Strategy: prioritize hardware encoding, avoid software encoding; prioritize hardware decoding, falling back to ffmpeg only after repeated failures; switch to H.264 on low battery or when bitrate monitoring detects severe insufficiency.
Mac
On a 2016 MacBook Pro (i7‑6700HQ), hardware H.265 shows lower CPU usage than software H.265, with stable bitrate around the target. Hardware encoding replaces B‑frames with P‑frames, improving compression.

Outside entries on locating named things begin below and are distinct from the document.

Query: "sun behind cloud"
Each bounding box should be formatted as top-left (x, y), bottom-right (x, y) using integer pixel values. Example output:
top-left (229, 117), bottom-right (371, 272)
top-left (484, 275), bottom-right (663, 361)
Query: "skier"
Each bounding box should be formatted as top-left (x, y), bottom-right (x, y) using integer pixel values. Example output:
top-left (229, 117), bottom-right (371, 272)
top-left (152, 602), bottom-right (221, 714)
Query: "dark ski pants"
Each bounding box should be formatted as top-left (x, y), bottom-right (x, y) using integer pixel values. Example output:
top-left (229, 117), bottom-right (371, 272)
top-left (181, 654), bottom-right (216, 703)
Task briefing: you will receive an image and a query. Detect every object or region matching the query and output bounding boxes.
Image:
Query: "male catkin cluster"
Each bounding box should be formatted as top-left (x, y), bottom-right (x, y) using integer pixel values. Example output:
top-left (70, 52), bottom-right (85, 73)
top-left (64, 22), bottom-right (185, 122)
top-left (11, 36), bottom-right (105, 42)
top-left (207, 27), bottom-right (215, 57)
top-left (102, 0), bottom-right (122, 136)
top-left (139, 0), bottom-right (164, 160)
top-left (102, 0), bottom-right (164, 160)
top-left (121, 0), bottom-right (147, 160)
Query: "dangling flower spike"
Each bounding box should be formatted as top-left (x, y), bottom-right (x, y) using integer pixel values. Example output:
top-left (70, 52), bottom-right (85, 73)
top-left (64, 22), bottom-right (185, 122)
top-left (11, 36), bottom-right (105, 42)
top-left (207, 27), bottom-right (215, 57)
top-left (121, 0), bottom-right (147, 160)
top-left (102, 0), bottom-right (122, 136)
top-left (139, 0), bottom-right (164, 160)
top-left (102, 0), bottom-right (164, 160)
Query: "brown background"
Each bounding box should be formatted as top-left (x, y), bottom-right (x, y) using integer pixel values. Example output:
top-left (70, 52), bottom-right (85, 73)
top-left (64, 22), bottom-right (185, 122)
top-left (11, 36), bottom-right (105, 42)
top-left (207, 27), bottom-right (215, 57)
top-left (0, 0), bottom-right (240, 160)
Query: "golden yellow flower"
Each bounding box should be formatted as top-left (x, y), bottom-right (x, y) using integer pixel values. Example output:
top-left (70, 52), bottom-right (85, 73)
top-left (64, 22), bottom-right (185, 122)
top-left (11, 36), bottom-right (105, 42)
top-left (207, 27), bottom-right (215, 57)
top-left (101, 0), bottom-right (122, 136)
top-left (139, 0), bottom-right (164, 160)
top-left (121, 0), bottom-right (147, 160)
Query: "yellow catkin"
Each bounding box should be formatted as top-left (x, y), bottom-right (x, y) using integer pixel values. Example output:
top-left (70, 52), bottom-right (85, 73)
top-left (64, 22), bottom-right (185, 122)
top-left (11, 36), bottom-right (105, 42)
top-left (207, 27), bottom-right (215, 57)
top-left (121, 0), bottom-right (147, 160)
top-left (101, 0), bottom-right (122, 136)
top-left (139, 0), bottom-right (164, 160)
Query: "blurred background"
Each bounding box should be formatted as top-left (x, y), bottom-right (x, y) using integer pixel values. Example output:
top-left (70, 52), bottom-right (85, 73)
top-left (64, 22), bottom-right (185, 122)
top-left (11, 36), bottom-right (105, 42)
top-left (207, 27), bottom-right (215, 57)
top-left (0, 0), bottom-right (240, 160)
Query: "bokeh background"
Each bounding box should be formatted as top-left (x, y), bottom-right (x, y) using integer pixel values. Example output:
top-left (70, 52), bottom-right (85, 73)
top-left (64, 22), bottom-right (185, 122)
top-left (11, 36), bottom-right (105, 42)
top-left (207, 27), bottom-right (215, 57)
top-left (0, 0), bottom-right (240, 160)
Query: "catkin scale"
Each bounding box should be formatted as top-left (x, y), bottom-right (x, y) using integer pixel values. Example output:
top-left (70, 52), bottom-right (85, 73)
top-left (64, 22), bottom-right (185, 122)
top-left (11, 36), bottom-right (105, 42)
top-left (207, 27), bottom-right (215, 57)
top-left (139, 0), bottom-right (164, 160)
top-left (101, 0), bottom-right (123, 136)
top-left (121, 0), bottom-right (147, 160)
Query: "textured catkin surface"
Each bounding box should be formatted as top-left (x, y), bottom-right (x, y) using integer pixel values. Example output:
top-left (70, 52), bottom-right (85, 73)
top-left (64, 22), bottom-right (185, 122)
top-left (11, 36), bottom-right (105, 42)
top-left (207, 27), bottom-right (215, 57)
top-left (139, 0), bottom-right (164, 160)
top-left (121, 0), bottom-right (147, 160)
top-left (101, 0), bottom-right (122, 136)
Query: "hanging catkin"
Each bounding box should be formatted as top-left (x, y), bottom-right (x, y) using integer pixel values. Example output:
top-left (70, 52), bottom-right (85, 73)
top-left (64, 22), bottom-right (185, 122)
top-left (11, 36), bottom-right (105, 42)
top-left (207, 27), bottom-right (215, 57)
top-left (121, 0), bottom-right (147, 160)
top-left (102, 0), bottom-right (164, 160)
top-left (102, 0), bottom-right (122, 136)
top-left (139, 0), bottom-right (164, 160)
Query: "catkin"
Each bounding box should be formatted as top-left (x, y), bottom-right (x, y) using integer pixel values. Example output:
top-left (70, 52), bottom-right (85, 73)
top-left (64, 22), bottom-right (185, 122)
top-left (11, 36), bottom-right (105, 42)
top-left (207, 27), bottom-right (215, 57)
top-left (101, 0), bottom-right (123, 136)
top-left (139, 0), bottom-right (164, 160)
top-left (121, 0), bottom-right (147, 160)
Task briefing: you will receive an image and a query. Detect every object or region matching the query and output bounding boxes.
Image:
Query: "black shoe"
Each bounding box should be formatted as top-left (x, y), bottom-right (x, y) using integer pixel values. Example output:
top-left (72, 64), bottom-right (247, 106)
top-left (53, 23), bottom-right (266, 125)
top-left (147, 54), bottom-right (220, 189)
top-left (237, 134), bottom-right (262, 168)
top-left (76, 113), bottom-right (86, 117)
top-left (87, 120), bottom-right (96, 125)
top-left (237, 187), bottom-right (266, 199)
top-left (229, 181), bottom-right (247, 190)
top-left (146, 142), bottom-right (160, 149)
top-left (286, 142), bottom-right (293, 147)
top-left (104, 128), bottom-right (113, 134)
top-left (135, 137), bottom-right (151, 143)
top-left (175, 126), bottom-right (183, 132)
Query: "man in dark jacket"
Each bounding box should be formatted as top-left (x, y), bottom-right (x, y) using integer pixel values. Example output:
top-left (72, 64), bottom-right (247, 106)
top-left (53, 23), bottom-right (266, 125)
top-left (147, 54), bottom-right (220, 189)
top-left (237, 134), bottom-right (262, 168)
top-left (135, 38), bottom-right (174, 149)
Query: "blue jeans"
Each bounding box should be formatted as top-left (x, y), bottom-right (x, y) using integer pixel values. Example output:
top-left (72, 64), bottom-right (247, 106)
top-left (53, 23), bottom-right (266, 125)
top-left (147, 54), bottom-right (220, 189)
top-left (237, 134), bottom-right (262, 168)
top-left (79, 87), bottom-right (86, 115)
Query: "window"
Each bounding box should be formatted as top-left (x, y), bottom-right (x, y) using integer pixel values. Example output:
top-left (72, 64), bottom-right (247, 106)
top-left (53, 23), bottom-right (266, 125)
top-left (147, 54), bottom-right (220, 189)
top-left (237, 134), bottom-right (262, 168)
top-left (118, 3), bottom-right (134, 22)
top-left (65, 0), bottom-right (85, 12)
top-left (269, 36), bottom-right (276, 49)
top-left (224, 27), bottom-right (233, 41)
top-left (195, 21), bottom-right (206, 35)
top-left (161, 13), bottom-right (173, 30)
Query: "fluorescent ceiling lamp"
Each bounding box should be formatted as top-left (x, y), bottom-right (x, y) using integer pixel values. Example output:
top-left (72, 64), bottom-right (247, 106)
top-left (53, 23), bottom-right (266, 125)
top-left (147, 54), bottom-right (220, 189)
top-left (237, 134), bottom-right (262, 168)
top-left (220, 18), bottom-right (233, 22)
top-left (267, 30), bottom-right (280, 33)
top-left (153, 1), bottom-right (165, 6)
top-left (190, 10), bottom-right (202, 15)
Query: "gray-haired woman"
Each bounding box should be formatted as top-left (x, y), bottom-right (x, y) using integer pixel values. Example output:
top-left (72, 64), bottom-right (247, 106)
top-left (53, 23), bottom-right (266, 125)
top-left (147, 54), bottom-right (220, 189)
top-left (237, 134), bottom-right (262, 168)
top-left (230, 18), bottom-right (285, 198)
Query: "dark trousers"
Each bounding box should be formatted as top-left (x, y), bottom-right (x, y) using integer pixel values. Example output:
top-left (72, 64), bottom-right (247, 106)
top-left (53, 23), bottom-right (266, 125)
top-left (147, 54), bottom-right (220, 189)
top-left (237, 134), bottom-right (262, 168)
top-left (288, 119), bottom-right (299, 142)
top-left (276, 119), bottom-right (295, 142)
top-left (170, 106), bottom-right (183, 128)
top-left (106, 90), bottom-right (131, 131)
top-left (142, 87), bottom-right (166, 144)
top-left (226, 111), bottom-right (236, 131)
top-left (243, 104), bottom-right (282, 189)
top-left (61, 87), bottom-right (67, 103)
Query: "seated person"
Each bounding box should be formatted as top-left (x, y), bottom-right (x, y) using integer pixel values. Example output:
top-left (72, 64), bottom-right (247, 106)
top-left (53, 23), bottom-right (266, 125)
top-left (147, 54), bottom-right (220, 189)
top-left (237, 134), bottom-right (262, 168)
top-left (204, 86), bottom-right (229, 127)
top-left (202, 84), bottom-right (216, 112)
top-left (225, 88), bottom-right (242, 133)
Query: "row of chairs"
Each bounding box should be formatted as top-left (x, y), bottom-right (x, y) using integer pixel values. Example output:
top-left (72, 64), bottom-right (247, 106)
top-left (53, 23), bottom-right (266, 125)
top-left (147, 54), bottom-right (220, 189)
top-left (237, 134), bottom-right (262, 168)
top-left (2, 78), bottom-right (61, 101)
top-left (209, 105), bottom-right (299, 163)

Visual quality of hardware H.265 surpasses H.264, while software H.265 offers similar quality.
Strategy: prefer hardware decoding; if unsupported, use software decoding on powerful CPUs; prefer hardware encoding, falling back to software encoding on weaker machines.
Windows
Due to fragmented hardware support, the current approach relies on software encoding/decoding. On x86_64, CPU‑intensive software H.265 is enabled on high‑performance devices; on x86, H.265 is not supported.
Engineering Strategies
Whitelist Strategy
Devices with good H.265 hardware support are added to a whitelist; high‑performance devices receive software H.265 permissions based on benchmark scores, while low‑performance devices are excluded.
H.265 Capability Negotiation
The negotiated H.265 decoding capability influences whether H.265 encoding is enabled, based on user settings, device support, and server‑distributed capability sets.
CPU Overuse Strategy
For software H.265 encoding, continuous high encoding latency triggers a fallback to H.264; hardware encoding does not track per‑frame latency.
QP Threshold Adjustment
By aligning subjective quality between H.264 and H.265, QP curves are generated to derive upper and lower QP bounds. Experiments on a Mi 10 show that a QP range of [A‑1, B‑1] yields the best QoE.
Benefits
Compared with H.264, H.265 provides clear visual quality gains, especially at low bitrate or in challenging network conditions, while end‑to‑end latency, CPU usage, and smoothness remain comparable. Android hardware H.265 shows greater quality improvement than iOS.
Conclusion
Both hardware and software H.265 deliver noticeable quality improvements over H.264; future work will focus on further bitrate savings while maintaining visual quality.